Ringfort (Rath), Barnacahoge, Co. Mayo
Co. Mayo |
Ringforts
On a ridge in County Mayo, a roughly oval earthwork sits in pasture with its scarp still rising to around 1.3 metres on the western side, its interior gone soft with long grass and ferns.
The enclosure measures approximately 28 metres north to south and 20 metres east to west, which places it well within the range of the ringforts, or raths, that once numbered in the tens of thousands across Ireland. These were typically enclosed farmsteads of the early medieval period, their earthen banks providing a degree of security for livestock and family alike. What gives this one a slightly different texture is a local tradition that it contains a souterrain beneath it, an underground stone-lined passage or chamber, often used for storage or refuge, that would significantly complicate the picture of how this particular site was used and when.
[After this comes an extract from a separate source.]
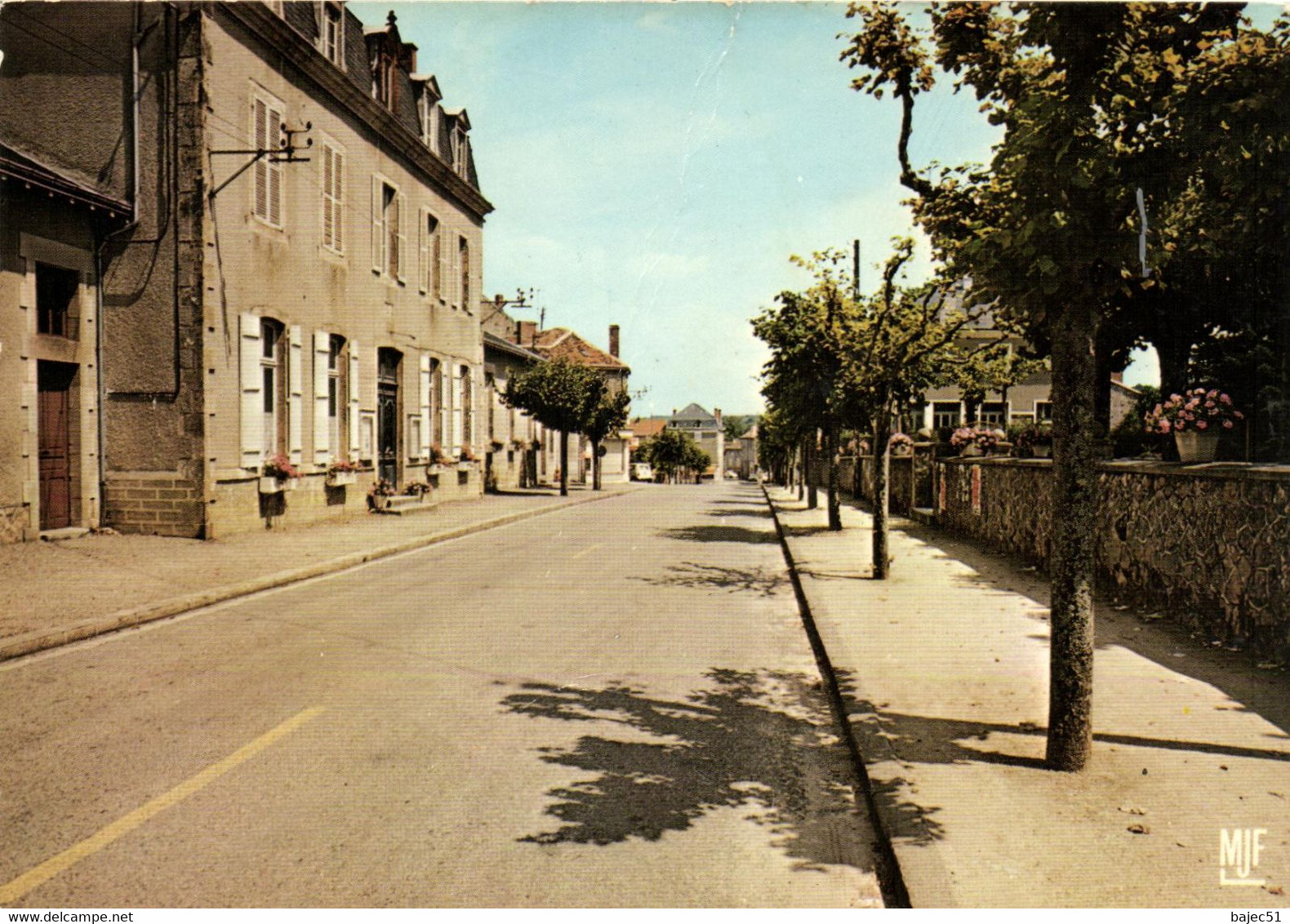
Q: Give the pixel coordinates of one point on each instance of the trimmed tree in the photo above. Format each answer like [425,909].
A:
[558,395]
The site has accumulated layers of documentation that reveal how it changed over time. The 1838 Ordnance Survey six-inch map recorded it as an irregular-shaped enclosure with a rectangular vernacular house sitting immediately to the south-east, suggesting the rath remained a point of reference in the local landscape even into the nineteenth century. By the 1930 edition, the enclosure was mapped as roughly oval. The northern and eastern sections of the scarp have since been absorbed into a later field wall, a common fate for prehistoric earthworks in agricultural land, and the drystone walling visible on the outer face and along the top of the western scarp appears to reflect relatively recent modification rather than any original construction. A gap of around two metres in the scarp at the south-east may preserve the original entrance, though the vegetation now makes it harder to read the ground clearly. The perimeter is thickly planted with hawthorn and ash, with a few conifers added along the eastern side, giving the enclosure a distinctly enclosed, interior quality despite its elevated position on the ridge.